Judged by these standards, the agreement in the present case seems unobjectionable. The trust is to terminate at the end of a year in any event. It contemplates the winding up of the corporation within that time, and sets out in detail the plan of sale and dissolution for which the trustees were authorized to vote. It further provides that the trustees shall not vote so as to substantially change the company's business, except as specifically authorized. There is nothing here which seeks to work a wrong to the corporation, to confer a benefit upon those joining in the trust, or to turn the management of the stockholders' affairs over to strangers. Judged by the strictest rule of a stockholder's right to the free and honest judgment of his co-stockholders, the agreement here made by more than three fourths of the stockholders is a legitimate arrangement for carrying out their purpose to close out the affairs of the company.
The argument that each stockholder is entitled to the presence of his associates to the end that they shall reason and be reasoned. with is not of weight here. The rule of the common law was that no member of a corporation could vote by proxy. 1 Thomp. Corp., s. 875, and cases cited. But the charter of this company introduces a different doctrine. "Absent members may be represented and vote at such meetings by an agent for that purpose duly authorized by writing, signed by the member or members to be represented." Act to establish a manufacturing corporation, by the name of the Jackson Company, 32 Ms. Laws 197 (1830). It is not necessary to now consider what effect the act of 1842, forbidding all proxy voting, giving one vote for each share up to ten, one vote for every two shares between ten and twenty, and no more (R. S., c. 146, s. 20), had upon this right. Dow v. Railroad, 67 N.H. 1, 25, et seq. The act of 1842 was repealed four years later, and the principle of general proxy voting was adopted. Laws 1846, c. 321, s. 5. The limitation of the right, incorporated in the revision of 1867 (G. S., c. 134, s. 21), was removed in 1901, c. 68. Whether the charter or the general law applies here, the rule is that one or many stockholders may be represented at the stockholders' meeting by an agent.
The claim that the votes cast by the trustees were invalid because *Page 361 
they were in effect votes by proxy, and that one stockholder cannot act as proxy for another stockholder, nor can a proxy act for more than one stockholder (P. S, c. 149, s. 22), is answered by the act heretofore referred to. The statute has been repealed. Laws 1901, c. 68. If the statutes authorizing voting by proxy do not apply to a corporation chartered in 1830, then the charter of this company plainly confers rights as broad as those here exercised.

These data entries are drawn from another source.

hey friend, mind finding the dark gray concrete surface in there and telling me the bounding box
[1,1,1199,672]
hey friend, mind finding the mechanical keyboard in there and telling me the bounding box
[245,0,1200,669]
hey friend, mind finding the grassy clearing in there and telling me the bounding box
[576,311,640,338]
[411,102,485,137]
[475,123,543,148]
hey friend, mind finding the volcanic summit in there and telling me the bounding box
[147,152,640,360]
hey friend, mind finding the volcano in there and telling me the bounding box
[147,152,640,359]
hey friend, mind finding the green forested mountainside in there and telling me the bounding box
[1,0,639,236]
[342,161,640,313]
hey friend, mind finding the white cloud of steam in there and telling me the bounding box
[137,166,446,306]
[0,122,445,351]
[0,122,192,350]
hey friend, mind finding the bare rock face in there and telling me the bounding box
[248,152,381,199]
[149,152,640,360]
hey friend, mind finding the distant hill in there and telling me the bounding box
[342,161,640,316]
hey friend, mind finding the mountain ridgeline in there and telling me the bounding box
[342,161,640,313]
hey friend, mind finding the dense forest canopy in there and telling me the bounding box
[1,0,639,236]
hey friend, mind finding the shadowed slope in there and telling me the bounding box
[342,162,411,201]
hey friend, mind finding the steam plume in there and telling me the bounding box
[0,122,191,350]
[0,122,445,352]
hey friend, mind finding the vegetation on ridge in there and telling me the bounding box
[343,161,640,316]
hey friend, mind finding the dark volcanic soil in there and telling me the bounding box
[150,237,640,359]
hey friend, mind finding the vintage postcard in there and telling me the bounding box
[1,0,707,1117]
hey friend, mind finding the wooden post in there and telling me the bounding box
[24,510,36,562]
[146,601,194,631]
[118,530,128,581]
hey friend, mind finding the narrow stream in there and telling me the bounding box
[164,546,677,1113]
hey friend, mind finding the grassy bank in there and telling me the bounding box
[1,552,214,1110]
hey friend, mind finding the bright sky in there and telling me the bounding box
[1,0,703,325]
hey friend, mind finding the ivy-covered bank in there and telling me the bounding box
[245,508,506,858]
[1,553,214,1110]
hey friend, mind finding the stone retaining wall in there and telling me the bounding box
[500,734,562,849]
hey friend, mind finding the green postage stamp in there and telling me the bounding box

The trustees voted more than one eighth of the whole capital stock, but such action did not affect the result. In any event, they lawfully voted seventy-five shares. Forty-four other shares were voted the same way, and 104 shares were voted against the sale. It is therefore unnecessary to consider whether the statute, passed after the charter was granted and restricting the right to vote on large holdings of stock (Laws 1846, c. 321, s. 5), can affect the rights of these stockholders. As the result was not affected by the action complained of, the vote to sell cannot be set aside for such cause. Attorney-General v. Folsom, 69 N.H. 556.
Case discharged.
All concurred.
After the foregoing opinion was filed, on January 2, 1912, the plaintiffs moved for a rehearing upon the legality of the sale, and further argument was invited upon the method of liquidating the assets.